My Amazon.com review of Sweeney Todd: the Demon Barber of Fleet Street Original Broadway Cast Recording



The Best Musical Theatre Has To Offer, January 3, 2008
Sweeney Todd: the Demon Barber of Fleet Street may be the greatest thing to ever happen to musical theatre. A Grand Guignol masterpiece, Stephen Sondheim broke down all barriers of the musical genre. Yes, it's a grisly story involving cannibalism and throat slashing; but it is also a genuinely moving tragedy that contains elements of melodrama, macabre humor, and astounding theatricality in the vain of the best operatic repertoire.

The original Broadway production, directed by that master of masters Harold Prince, was indeed a spectacle to behold and yet as intimate a piece as anything thanks to the wondrous music created by Sondheim. Angela Lansbury, in what is now considered a legendary performance, absolutely delights in the role of Nellie Lovett - a baker of meat pies that include the victims of barber/serial-murderer Sweeney Todd (a powerful Len Cariou.)

The plot centers on Sweeney's thirst for revenge on the Victorian villain Judge Turpin (Edmund Lyndeck). Aiding Sweeney is Nellie Lovett, the baker of "the Worst Pies in London." In their pursuit for blood, they come across a young man Toby who will be pulled into the massacre unwittingly, Anthony (a young Victor Garber) and Johanna whose connections to the murderous barber could bring them to their deaths, a rival barber with a dark secret, the judge's right-hand man Beadle Bamford, and an interjecting beggar woman with a knack for sniffing out evil in its purest forms.

The score is subtly layered with leitmotifs that don't call attention to themselves as clearly in less accomplished works. Listen to this recording once and get the visceral impact that accompanies its lush orchestrations; listen to it twice and unearth the beauty behind the haunting melodies and the poetry intertwined in the gruesome lyrics; listen to it a third-fourth-fifth time and start to discover the seemingly endless musical complexities and subtleties Sondheim has buried in the achingly beautiful music. This is one of those recordings that lends itself well to- nay... demands multiple listens.
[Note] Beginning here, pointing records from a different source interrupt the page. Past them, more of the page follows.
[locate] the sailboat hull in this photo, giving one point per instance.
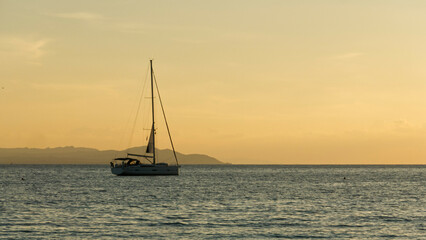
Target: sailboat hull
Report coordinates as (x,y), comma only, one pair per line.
(145,170)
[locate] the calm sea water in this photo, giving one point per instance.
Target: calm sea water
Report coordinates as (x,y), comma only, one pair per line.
(240,202)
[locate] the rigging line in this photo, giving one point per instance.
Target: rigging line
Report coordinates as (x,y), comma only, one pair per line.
(164,115)
(126,126)
(132,133)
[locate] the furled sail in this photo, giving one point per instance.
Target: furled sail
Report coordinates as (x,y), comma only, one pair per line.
(150,146)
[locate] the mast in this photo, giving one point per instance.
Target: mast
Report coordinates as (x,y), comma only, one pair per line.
(152,104)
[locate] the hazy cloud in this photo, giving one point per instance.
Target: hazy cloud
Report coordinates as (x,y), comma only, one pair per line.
(30,50)
(349,55)
(84,16)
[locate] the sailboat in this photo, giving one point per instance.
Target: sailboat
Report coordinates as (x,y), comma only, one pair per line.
(132,165)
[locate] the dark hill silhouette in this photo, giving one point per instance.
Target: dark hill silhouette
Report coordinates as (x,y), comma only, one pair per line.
(79,155)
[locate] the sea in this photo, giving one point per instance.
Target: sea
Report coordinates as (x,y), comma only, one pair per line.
(214,202)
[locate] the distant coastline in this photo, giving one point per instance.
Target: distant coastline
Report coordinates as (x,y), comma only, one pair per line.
(81,155)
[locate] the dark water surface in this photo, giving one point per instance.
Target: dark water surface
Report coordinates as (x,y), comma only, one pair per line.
(243,202)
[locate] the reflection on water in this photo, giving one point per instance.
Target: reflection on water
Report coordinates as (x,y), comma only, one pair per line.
(88,202)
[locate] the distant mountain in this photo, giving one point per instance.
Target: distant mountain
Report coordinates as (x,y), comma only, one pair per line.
(79,155)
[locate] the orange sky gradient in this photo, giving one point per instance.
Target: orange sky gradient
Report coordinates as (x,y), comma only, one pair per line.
(247,82)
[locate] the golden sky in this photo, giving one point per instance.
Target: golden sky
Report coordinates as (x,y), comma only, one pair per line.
(264,82)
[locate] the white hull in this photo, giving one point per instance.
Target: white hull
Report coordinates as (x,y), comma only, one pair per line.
(145,169)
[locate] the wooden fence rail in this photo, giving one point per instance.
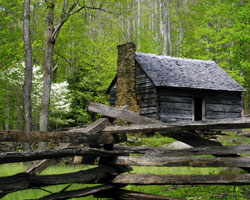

The operatic complexity of the score is considered to be the finest of anything written for the musical theatre stage; and while it is technically genius, it is also quite moving. Critics of Sondheim claim that he "makes music for the mind, not the heart." However, listen to the beauty of Tobias (Ken Jennings) sing a lullaby "Not While I'm Around;" or to Sweeney's breakdown in "Epiphany;" or even Mrs. Lovett dream romantically in "By the Sea." The raw emotional power of Sweeney is ever-present throughout the score and is definitively represented here by a first rate production.

To give this set the recommendation it deserves would require an encyclopedic-volume analysis of every note and every word of Sondheim's best score. You can't argue with the magnificent cast or the fantastic production of the recording. The glory that is Sweeney Todd: the Demon Barber of Fleet Street is astronomical and can't be beat.